Researchers at the renowned Swiss Federal Institute of Technology in Zurich (ETH Zurich) are breaking new ground in the rapidly expanding field of 4D printing. As outlined in a new study by Mechanical and Process Engineering professors Marius Wagner, Tian Chen, and Kristina Shea, shape memory polymers have been found to be an important catalyst in creating 4D prints with enhanced adaptability and control. According to the authors’ publication in the scientific journal 3D Printing and Additive Manufacturing, using these specialized polymers can enable prints with pre-determined area changes up to 200%. In other words, these cutting-edge prints can expand up to two-times their original size, opening up endless possibilities for the manufacturing of the future.

It’s been a long time coming for the world’s proponents of 4D printing, an evolution of 3D printing in which the fourth dimension is time. As one of the most buzz-worthy innovations emerging in labs around the world, this (literally) expanding technology allows scientists to 3D print objects that reshape themselves or self-assemble over time into pre-determined structures. Although it’s a technology that’s still very much in its research and development stage, the future looks bright for 4D printing, which was recently named a megatrend to watch over the next 5 years by the Gartner Hype Cycle for Emerging Technologies 2017 report.

Now, ETH Zurich researchers are rapidly working to make that future a reality. As explained in their paper “Large Shape Transforming 4D Auxetic Structures,” the Swiss engineering team shows that beyond adapting and reverting, 4D printed structures can exhibit changes in area up to two hundred percent. The key to guiding these complex geometries, it turns out, is in heat activation. By 3D printing in auxetic meta-materials, ie. shape memory polymers with thermoviscoelastic material properties, time can be engaged as the fourth dimension—when and how we tell it to.

“4D printing has large untapped potential in applications where configuration change cannot be manually achieved and where electromechanical actuation is not feasible, for example, in aerospace and in medical fields,” explain the ETH Zurich researchers. “In addition, 4D designs have the advantage of volume and support reduction.”

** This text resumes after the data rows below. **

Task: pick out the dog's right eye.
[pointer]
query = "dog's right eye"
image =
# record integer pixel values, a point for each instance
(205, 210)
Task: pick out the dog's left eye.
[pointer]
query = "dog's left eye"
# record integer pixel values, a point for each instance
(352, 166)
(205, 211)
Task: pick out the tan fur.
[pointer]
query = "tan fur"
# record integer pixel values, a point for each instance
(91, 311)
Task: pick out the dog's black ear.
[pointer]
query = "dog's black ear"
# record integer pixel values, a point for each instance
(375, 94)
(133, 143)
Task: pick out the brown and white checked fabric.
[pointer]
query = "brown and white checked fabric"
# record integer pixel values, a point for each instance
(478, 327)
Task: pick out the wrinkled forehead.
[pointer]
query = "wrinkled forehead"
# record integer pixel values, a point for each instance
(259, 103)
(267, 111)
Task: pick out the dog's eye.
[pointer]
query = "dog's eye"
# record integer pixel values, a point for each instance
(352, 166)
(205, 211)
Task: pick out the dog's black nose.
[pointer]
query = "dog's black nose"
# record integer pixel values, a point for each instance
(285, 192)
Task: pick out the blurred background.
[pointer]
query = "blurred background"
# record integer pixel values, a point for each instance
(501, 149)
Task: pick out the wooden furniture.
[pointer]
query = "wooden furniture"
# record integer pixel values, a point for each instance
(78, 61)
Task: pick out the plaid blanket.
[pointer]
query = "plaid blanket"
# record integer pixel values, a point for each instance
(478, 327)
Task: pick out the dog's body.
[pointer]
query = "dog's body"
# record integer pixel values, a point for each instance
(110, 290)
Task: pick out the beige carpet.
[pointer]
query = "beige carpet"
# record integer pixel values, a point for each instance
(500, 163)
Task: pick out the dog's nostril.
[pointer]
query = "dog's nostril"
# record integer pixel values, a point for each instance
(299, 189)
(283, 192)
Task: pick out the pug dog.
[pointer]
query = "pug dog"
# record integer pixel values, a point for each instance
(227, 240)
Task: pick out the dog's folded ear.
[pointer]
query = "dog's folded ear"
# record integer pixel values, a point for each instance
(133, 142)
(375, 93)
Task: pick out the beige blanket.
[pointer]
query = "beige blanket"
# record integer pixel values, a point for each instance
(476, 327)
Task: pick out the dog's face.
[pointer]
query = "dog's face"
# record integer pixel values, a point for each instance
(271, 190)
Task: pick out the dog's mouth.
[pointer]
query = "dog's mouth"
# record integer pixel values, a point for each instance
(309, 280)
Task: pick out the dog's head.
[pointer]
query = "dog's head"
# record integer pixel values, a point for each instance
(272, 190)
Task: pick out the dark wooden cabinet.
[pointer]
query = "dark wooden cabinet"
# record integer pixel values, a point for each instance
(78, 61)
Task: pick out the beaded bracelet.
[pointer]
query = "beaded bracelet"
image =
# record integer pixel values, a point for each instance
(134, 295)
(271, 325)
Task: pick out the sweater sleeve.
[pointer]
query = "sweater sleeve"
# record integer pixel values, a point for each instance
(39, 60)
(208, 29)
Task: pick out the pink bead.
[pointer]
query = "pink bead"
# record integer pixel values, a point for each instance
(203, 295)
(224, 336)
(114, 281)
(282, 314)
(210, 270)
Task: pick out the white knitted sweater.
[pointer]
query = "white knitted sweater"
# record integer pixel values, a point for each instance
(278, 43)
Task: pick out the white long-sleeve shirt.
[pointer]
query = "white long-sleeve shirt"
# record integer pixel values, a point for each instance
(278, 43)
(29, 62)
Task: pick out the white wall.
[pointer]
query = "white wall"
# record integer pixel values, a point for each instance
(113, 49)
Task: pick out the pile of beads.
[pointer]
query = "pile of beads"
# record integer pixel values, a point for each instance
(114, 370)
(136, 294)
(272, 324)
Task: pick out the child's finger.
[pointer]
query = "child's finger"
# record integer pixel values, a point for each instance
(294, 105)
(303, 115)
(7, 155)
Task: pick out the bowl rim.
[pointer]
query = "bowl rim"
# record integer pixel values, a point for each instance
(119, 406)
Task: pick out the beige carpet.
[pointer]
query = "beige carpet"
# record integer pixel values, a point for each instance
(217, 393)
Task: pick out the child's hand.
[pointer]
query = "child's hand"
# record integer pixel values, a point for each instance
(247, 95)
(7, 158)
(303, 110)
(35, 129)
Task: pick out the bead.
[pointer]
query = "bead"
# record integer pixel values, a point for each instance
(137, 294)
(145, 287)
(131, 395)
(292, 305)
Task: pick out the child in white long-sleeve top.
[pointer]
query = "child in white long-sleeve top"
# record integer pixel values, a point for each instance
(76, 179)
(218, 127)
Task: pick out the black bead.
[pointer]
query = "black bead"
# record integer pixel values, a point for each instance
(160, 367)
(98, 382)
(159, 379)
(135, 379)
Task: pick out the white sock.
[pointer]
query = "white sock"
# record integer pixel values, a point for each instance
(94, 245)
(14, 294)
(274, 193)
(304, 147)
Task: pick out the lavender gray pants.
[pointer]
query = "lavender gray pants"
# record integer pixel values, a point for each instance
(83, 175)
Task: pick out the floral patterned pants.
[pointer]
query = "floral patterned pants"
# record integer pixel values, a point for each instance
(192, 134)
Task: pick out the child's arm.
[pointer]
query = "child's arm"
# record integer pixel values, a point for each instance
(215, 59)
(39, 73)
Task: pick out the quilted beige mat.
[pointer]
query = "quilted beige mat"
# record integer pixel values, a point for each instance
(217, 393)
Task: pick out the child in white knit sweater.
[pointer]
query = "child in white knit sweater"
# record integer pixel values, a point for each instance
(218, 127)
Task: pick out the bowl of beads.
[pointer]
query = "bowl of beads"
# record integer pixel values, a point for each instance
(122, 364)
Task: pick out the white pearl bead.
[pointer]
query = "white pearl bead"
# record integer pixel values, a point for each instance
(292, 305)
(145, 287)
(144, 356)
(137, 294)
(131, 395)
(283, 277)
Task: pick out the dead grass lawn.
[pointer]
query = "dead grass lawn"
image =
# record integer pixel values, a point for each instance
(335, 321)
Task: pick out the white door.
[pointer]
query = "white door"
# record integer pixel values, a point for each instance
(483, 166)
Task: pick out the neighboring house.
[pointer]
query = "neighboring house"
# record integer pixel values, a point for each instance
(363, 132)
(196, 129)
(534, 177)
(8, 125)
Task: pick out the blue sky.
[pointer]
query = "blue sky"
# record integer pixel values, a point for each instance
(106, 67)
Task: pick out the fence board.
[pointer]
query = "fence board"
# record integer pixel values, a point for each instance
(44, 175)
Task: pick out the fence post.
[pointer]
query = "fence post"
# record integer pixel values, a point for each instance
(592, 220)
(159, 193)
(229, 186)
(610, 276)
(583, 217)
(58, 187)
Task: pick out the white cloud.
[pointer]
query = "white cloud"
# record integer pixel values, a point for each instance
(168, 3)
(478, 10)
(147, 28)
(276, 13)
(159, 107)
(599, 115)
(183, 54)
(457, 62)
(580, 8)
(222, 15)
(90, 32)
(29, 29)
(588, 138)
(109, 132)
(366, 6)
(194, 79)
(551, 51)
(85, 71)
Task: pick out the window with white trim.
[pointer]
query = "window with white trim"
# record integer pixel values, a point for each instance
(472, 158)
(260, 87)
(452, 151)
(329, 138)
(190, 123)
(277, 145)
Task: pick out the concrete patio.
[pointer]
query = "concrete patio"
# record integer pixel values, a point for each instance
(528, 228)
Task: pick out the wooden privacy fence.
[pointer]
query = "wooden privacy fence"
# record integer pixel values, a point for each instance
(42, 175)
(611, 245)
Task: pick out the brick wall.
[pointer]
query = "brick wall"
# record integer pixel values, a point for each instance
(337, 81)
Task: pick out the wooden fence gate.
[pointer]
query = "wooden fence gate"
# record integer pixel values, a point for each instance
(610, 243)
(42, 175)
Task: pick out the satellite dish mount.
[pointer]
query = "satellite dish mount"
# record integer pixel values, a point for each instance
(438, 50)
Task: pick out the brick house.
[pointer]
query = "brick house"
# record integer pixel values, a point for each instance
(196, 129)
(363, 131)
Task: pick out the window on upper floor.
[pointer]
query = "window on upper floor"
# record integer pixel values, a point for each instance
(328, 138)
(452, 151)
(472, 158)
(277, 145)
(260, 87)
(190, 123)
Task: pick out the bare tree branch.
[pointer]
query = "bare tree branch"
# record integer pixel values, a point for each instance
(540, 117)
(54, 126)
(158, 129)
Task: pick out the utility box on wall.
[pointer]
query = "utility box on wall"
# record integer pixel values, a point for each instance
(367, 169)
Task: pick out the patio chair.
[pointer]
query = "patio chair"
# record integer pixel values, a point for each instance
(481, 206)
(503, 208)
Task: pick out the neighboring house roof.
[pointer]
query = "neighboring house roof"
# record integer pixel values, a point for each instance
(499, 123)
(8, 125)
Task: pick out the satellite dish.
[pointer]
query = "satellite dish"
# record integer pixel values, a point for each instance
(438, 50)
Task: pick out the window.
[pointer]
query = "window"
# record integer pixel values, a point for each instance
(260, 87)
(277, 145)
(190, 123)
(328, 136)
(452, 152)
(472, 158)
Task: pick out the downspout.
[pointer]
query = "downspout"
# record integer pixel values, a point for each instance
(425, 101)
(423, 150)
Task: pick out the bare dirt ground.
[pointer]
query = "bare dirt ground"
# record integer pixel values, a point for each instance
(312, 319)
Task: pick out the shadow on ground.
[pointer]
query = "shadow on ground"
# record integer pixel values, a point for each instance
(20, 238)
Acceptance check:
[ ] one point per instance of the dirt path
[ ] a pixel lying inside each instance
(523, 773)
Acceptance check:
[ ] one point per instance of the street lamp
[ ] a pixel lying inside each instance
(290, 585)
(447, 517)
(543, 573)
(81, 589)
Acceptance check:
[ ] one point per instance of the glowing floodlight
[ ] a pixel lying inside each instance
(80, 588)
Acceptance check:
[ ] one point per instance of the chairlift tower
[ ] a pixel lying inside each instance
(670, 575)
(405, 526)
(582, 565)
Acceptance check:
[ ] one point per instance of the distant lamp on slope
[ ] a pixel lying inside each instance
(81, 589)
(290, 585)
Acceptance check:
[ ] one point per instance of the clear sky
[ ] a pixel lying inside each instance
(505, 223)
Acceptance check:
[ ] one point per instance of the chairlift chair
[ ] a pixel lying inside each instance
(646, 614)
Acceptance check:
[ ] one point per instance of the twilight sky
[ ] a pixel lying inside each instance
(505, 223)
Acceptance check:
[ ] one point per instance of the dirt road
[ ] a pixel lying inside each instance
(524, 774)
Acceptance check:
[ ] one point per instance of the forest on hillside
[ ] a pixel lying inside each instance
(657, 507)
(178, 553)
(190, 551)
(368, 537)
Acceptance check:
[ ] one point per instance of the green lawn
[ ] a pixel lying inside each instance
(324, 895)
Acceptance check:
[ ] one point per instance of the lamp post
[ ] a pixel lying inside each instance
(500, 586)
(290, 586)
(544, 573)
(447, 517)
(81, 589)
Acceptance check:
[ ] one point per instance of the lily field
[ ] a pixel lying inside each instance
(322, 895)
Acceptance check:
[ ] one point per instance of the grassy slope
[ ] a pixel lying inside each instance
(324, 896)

Experimentation has always been at the fore of developing 4D printing, but this time, the ETH Zurich team paid close attention to their predecessors’ past challenges. After examining an extensive array of projects by other researchers, the team opted to implement material that could be tiled to form active structures. They were then able to focus more intently on the programming side of their design, with a new emphasis on simplified procedures.

While “auxetic meta-materials” may sound like a mouthful, the team asserts that the proposed meta-materials are actually one single material, synthesized from commercially available products via inexpensive inkjet printing processes. In this case, the ETH Zurich scientists used a Stratasys Objet500 Connex3 3D printer for creating the meta-material, which was chiefly fabricated with VeroWhitePlus RGD835 from Stratasys’ PolyJet series. This innovative use of pre-existing materials and equipment also broadens the potential for fabricating 4D designs in a wide variety of applications, the team notes.